Taylor Swift has done it again. The musician released her tenth album "Midnights" at midnight, per The Guardian, after revealing the news during her acceptance speech at the MTV Video Music Awards in August. The album, like all of Swift's work, created intense hype among her fans, something Swift amped up through her clever use of social media. "Midnights is a collage of intensity, highs and lows and ebbs and flows," she wrote on Twitter, minutes after its release. "Life can be dark, starry, cloudy, terrifying, electrifying, hot, cold, romantic or lonely. Just like Midnights. Which is out now."

The album has been a massive hit, thanks to Swift's deepening vulnerability. She shared about her lonely childhood in some songs and taps into the pain of infidelity in others, like "High Infidelity." In the popular track "Mastermind," Swift joked that she planned and crafted the way she met boyfriend Joe Alwyn. In the harrowing hit "You're On Your Own, Kid," Swift got raw about what it took to become famous and the lonely journey she had to travel. But there's another song, "The Great War," that caught audiences' attention.
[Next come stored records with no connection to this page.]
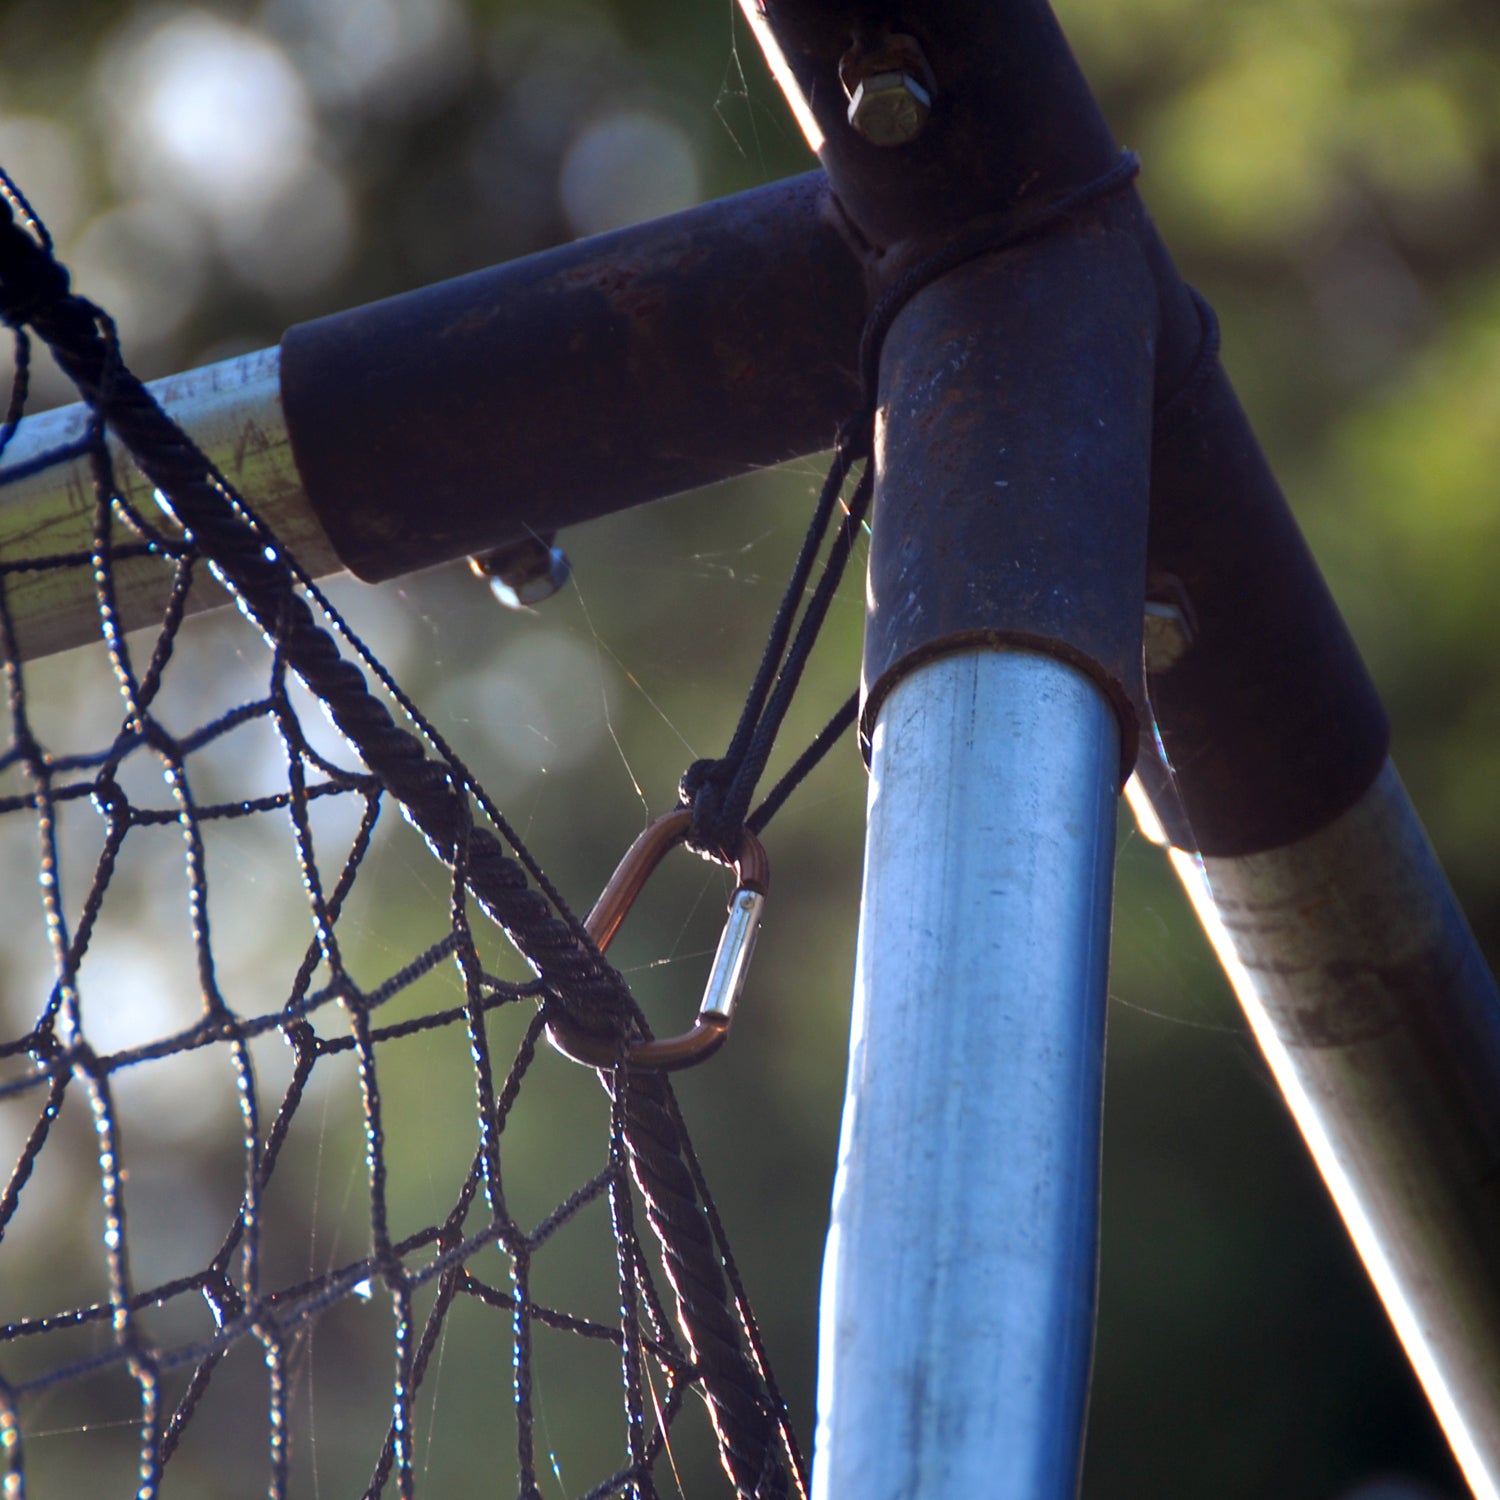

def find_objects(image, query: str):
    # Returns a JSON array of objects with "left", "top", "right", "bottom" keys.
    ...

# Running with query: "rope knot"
[{"left": 677, "top": 756, "right": 740, "bottom": 862}]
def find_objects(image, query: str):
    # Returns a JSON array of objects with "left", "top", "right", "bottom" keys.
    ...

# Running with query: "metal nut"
[
  {"left": 1142, "top": 572, "right": 1197, "bottom": 674},
  {"left": 847, "top": 71, "right": 932, "bottom": 147},
  {"left": 1143, "top": 599, "right": 1195, "bottom": 674},
  {"left": 469, "top": 534, "right": 571, "bottom": 610}
]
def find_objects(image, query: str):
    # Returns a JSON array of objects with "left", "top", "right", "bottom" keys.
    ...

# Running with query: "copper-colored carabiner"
[{"left": 546, "top": 808, "right": 769, "bottom": 1071}]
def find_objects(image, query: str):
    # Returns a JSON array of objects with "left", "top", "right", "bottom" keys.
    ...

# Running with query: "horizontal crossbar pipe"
[
  {"left": 279, "top": 172, "right": 864, "bottom": 582},
  {"left": 0, "top": 172, "right": 866, "bottom": 662},
  {"left": 0, "top": 347, "right": 337, "bottom": 662}
]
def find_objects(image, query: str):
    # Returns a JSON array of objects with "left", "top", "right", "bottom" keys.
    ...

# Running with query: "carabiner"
[{"left": 546, "top": 808, "right": 769, "bottom": 1071}]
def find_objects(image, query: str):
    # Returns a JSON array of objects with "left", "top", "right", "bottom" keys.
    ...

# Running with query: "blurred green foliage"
[{"left": 2, "top": 0, "right": 1498, "bottom": 1496}]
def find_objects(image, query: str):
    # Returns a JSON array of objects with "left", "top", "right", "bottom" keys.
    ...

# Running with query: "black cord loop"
[
  {"left": 1153, "top": 284, "right": 1221, "bottom": 441},
  {"left": 676, "top": 149, "right": 1144, "bottom": 864}
]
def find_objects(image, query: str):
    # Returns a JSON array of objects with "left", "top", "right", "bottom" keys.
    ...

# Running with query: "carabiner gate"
[{"left": 546, "top": 808, "right": 769, "bottom": 1071}]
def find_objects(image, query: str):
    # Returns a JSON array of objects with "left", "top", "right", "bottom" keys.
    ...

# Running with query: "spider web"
[{"left": 0, "top": 177, "right": 802, "bottom": 1500}]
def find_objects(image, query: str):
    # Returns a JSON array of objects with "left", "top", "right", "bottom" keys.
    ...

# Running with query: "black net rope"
[{"left": 0, "top": 180, "right": 802, "bottom": 1500}]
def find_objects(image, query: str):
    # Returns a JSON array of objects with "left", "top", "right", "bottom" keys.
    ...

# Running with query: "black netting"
[{"left": 0, "top": 178, "right": 804, "bottom": 1500}]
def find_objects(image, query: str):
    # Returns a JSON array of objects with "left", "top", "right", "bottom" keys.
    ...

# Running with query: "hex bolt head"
[
  {"left": 1143, "top": 599, "right": 1196, "bottom": 674},
  {"left": 469, "top": 535, "right": 572, "bottom": 610},
  {"left": 846, "top": 70, "right": 932, "bottom": 147},
  {"left": 1142, "top": 573, "right": 1197, "bottom": 674}
]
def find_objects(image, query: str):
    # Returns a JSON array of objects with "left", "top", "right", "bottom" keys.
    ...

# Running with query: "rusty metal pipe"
[
  {"left": 1, "top": 173, "right": 867, "bottom": 661},
  {"left": 279, "top": 172, "right": 866, "bottom": 582},
  {"left": 861, "top": 198, "right": 1158, "bottom": 783}
]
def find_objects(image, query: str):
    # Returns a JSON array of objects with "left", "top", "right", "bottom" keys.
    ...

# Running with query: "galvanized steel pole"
[
  {"left": 0, "top": 346, "right": 333, "bottom": 661},
  {"left": 742, "top": 5, "right": 1154, "bottom": 1491},
  {"left": 821, "top": 651, "right": 1119, "bottom": 1497}
]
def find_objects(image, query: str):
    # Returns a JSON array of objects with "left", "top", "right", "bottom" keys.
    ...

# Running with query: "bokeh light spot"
[{"left": 559, "top": 109, "right": 701, "bottom": 238}]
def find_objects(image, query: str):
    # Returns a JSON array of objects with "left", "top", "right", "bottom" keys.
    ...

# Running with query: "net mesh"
[{"left": 0, "top": 178, "right": 803, "bottom": 1499}]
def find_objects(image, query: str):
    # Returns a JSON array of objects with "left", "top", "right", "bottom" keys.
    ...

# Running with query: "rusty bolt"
[
  {"left": 841, "top": 34, "right": 935, "bottom": 148},
  {"left": 470, "top": 533, "right": 571, "bottom": 610},
  {"left": 1143, "top": 576, "right": 1197, "bottom": 674},
  {"left": 847, "top": 71, "right": 932, "bottom": 146}
]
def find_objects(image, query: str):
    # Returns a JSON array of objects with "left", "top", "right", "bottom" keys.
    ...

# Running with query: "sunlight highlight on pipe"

It's well worth a listen.

The Great War taps into relationship tension

"The Great War," a bonus track on Taylor Swift's album "Midnights," details the hardships of a relationship. However, the track is ultimately a hopeful one. "My knuckles were bruised like violets / Sucker punching walls, cursed you as I sleep-talked / Spineless in my tomb of silence," Swift sings, per Genius. The introductory tone of the song is certainly contentious. In the chorus, Swift gives the impression that all hope in the relationship was lost. "All that blood shed, crimson clover/ Uh-huh, sweet dream was over," she sings.

Despite the conflict, "The Great War" gives a message of a couple coming out of tension together. "My hand was the one you reached for / All throughout the Great War," she adds, but not without the palpable fear of losing the relationship, as Swift later sings in the bridge, "That was the night I nearly lost you / I really thought I lost you."

Swift ends the song with a truce to eternal love. "I vowed I would always be yours," she sings. Since the song's release, fans have already jumped forward with hypothetical interpretations. "SO THE GREAT WAR IS ABOUT SURVIVING 2016???," one fan asked on Twitter. According to Today, Swift started dating Joe Alwyn in 2016, so it's plausible that "The Great War" is indeed about Alwyn and the rocky beginning of their relationship. But ultimately, it's one that finds its footing in love.